And now, it seems, even the chief didn’t know who was supposed to be in charge.

What did they do with that $69,000 grant they got from the state a few years ago to “harden” the school?

Pete Arredondo, the head of Uvalde school PD, finally gave an interview to the media after 17 days of silence. Jazz wrote about the case of the missing keys this morning, in which Arredondo resorted to trying one key after another on the locked classroom door before police rustled up one that worked. Cops couldn’t kick in the door because it was reinforced with a steel door jamb, ironically a measure designed to keep shooters out. And they didn’t have a master key because … they’re asleep on the job, I guess. “Robb Elementary did not have a modern system of locks and access control,” the Texas Tribune reported as part of its interview with Arredondo. “You’re talking about a key ring that’s got to weigh 10 pounds,” his lawyer told them.

“Make sure police can quickly enter any room in the district if necessary” never made it into the mass shooting protocols, evidently.

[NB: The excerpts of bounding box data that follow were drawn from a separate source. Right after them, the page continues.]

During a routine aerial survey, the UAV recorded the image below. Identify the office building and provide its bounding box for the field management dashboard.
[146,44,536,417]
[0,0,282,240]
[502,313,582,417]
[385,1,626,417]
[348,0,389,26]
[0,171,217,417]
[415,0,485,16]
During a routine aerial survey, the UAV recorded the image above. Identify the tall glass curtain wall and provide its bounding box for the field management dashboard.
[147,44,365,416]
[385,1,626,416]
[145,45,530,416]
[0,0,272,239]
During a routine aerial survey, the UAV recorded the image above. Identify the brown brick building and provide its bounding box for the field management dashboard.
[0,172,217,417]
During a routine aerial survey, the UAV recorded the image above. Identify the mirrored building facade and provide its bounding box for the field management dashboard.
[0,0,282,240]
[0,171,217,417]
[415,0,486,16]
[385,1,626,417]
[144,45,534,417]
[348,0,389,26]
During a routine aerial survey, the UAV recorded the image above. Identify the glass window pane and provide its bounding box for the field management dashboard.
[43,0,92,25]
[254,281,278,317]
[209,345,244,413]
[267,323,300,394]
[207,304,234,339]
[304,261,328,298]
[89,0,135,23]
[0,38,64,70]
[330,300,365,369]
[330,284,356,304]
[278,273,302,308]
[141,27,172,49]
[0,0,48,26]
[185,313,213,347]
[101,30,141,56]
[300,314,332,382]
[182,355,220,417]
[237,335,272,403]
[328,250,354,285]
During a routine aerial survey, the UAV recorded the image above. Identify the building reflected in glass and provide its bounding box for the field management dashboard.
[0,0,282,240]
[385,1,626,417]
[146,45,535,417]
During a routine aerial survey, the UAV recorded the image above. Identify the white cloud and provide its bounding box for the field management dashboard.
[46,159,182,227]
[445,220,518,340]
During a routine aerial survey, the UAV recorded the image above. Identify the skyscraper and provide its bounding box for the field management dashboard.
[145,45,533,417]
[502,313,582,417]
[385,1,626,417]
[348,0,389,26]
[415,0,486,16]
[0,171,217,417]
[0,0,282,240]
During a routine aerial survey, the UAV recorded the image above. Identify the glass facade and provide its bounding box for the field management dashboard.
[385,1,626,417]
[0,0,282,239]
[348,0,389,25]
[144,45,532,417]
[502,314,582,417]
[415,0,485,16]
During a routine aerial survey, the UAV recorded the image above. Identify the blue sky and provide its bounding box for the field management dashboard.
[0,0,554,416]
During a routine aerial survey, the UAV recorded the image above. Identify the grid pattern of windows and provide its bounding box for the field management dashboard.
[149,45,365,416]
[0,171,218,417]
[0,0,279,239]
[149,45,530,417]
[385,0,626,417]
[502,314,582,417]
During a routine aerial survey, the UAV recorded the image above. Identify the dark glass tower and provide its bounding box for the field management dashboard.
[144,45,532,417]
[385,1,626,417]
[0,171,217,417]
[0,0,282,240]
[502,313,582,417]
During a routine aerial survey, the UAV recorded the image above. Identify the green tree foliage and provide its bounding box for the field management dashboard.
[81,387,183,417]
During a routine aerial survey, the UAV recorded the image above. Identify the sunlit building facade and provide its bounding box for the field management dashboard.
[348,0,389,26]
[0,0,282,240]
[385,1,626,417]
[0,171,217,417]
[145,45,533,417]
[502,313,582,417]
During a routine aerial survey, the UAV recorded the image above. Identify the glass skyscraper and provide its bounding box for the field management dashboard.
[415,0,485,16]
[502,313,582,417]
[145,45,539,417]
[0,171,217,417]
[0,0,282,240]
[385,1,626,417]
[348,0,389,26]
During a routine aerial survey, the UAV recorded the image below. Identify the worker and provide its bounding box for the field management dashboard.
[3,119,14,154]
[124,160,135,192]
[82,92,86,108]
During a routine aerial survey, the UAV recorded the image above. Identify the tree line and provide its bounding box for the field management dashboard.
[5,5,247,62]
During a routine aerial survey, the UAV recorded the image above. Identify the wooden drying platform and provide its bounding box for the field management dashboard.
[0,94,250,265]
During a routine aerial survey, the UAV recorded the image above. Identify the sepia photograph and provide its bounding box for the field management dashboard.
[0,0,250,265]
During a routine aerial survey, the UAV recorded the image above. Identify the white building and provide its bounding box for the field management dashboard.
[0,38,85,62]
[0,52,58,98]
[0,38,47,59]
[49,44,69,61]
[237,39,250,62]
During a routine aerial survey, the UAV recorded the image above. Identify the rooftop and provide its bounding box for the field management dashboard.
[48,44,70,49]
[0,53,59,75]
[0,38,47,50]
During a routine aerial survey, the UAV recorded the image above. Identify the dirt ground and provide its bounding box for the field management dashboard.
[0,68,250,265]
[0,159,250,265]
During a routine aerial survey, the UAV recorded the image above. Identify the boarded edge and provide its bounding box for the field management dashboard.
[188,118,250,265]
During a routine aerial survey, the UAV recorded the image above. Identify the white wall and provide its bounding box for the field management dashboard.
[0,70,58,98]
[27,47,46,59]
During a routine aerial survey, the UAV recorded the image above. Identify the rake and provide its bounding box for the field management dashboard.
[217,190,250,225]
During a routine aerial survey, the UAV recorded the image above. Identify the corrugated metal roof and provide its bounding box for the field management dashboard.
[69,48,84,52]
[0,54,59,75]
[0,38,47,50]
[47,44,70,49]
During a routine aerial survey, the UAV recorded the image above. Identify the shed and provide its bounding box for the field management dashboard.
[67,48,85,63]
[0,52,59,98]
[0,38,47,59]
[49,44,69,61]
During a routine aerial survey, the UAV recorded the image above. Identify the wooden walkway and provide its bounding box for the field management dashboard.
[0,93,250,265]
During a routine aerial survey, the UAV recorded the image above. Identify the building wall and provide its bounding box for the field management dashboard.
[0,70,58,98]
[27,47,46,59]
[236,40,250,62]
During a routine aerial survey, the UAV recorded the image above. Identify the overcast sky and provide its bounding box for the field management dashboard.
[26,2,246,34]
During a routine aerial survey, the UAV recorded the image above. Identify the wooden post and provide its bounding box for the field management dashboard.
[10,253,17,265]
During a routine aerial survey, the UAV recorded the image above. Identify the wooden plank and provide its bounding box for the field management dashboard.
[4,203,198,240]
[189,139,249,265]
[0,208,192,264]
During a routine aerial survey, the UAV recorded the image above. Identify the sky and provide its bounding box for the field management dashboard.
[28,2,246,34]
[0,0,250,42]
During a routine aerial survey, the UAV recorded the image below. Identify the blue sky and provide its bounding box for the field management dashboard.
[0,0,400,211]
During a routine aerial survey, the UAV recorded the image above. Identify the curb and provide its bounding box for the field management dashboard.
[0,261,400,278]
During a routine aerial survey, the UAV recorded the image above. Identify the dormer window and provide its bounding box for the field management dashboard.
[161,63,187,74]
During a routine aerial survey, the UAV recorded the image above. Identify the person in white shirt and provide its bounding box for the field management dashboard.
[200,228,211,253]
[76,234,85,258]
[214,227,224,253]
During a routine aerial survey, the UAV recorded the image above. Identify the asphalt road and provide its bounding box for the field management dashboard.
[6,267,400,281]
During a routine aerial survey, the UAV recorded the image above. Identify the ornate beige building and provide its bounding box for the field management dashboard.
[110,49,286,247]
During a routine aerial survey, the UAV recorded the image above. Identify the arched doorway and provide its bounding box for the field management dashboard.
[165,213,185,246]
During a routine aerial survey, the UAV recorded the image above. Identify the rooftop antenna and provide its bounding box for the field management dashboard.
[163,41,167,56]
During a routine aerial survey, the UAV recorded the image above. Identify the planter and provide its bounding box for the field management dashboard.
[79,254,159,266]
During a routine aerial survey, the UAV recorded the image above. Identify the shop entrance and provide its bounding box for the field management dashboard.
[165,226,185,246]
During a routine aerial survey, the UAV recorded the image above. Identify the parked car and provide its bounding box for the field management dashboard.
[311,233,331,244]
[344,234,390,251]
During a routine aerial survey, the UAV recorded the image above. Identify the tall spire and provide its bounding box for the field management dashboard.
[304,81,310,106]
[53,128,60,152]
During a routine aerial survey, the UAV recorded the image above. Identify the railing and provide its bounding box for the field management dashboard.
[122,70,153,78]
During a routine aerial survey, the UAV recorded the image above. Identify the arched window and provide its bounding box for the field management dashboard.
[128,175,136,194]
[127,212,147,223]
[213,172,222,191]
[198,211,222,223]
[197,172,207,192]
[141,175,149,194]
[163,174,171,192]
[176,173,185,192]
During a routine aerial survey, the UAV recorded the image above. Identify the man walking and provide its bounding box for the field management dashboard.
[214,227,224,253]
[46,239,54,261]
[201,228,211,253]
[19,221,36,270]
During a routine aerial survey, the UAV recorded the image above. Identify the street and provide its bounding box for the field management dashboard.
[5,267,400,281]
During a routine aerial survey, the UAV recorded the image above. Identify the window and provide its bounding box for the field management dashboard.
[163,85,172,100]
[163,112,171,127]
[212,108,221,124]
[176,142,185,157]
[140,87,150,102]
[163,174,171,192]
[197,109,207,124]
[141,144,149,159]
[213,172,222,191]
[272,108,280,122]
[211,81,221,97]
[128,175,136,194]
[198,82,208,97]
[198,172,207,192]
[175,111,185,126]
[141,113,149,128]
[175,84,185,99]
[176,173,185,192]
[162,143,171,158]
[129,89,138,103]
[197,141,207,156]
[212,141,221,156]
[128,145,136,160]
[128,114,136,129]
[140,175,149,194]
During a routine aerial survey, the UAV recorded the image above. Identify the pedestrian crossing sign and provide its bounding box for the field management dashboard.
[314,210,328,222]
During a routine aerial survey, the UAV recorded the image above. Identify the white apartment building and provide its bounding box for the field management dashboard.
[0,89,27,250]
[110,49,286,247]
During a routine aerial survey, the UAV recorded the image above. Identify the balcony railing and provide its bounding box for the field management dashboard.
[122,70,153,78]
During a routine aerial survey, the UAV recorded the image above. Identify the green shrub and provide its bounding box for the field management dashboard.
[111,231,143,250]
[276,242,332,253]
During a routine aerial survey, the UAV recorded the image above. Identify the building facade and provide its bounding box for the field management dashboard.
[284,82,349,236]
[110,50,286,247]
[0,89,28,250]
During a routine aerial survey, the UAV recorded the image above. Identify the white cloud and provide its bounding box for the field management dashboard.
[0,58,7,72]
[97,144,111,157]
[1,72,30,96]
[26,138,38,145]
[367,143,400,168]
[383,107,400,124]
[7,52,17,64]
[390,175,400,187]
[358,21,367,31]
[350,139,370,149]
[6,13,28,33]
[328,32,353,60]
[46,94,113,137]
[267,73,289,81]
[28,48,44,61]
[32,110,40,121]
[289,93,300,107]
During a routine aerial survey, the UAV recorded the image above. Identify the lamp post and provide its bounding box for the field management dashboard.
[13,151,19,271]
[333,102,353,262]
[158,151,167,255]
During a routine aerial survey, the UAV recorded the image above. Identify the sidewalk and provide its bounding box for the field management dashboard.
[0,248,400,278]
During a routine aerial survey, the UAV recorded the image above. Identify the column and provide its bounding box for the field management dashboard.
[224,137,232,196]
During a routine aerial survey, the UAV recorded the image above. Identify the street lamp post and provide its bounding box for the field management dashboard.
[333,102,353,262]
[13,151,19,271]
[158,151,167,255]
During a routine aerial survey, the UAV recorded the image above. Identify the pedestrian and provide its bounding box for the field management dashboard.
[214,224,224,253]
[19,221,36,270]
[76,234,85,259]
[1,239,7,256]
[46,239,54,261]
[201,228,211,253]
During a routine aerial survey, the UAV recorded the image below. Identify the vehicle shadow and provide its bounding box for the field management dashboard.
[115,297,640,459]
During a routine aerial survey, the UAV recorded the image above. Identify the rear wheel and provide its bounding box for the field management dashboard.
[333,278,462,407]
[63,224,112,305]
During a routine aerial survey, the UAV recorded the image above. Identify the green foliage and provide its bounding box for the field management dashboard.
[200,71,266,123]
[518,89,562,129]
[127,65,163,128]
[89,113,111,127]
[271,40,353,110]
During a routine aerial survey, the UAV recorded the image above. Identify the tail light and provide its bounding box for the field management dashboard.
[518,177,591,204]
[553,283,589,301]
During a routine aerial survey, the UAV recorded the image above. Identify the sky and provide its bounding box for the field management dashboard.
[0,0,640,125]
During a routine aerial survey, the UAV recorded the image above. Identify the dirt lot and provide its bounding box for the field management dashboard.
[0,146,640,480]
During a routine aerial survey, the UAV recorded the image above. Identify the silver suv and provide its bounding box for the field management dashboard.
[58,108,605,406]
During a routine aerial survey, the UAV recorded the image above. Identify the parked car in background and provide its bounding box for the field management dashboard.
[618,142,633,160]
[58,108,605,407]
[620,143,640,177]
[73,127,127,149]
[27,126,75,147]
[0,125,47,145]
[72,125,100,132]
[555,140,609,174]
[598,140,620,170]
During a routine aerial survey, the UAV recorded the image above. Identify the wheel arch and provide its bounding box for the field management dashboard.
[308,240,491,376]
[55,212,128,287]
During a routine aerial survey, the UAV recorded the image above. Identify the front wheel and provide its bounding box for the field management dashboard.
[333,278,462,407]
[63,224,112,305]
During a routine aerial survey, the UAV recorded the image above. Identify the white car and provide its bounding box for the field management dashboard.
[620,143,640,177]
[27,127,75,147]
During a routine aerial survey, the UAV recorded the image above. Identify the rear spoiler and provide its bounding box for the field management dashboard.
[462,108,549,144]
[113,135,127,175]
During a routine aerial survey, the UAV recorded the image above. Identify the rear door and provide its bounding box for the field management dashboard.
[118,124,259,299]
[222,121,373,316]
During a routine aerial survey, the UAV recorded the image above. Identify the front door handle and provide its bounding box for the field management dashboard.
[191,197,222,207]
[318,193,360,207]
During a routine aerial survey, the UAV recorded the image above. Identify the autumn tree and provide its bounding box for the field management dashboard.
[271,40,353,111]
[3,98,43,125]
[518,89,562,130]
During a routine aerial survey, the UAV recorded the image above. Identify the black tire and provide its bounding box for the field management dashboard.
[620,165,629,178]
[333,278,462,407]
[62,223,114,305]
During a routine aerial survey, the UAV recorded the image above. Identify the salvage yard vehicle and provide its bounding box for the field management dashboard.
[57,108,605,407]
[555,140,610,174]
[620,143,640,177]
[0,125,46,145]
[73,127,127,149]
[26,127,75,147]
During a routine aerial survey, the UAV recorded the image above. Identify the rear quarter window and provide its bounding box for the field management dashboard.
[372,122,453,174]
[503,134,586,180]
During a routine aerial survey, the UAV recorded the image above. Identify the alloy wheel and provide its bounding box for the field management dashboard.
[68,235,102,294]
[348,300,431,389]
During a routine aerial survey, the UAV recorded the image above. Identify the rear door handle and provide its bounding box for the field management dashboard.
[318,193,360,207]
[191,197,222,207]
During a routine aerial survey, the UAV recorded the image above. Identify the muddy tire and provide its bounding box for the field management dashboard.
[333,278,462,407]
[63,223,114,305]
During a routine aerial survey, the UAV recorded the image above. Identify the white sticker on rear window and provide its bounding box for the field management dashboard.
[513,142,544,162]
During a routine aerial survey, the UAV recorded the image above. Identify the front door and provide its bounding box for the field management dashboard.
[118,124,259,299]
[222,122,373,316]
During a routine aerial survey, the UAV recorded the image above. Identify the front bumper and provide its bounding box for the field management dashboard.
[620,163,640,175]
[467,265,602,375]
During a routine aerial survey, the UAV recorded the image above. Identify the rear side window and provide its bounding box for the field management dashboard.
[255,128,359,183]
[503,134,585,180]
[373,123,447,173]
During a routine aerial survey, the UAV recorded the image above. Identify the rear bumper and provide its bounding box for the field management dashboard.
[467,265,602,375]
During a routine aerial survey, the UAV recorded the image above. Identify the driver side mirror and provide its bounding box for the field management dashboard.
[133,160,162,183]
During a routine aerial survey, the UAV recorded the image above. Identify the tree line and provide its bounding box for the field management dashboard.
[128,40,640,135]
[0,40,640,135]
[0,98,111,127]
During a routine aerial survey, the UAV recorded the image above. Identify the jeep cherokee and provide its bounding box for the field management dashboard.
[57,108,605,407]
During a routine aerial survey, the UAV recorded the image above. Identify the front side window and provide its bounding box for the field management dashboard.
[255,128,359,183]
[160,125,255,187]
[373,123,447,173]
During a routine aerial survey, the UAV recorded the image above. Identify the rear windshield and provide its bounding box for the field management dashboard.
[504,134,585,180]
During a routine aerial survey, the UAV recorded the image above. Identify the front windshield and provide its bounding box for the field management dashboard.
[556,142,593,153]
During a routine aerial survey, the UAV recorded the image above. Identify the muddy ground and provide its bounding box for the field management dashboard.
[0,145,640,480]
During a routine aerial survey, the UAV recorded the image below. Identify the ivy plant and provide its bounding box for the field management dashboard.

The stunner from the interview, though, is Arredondo insisting that he wasn’t the officer in command even though standard police training would suggest that he was. He was among the first officers to enter the building after shots began and remained camped out in the hallway for the duration, which led him to believe that he was a front-line responder in this case. Even though he was literally the highest-ranking school cop in the district.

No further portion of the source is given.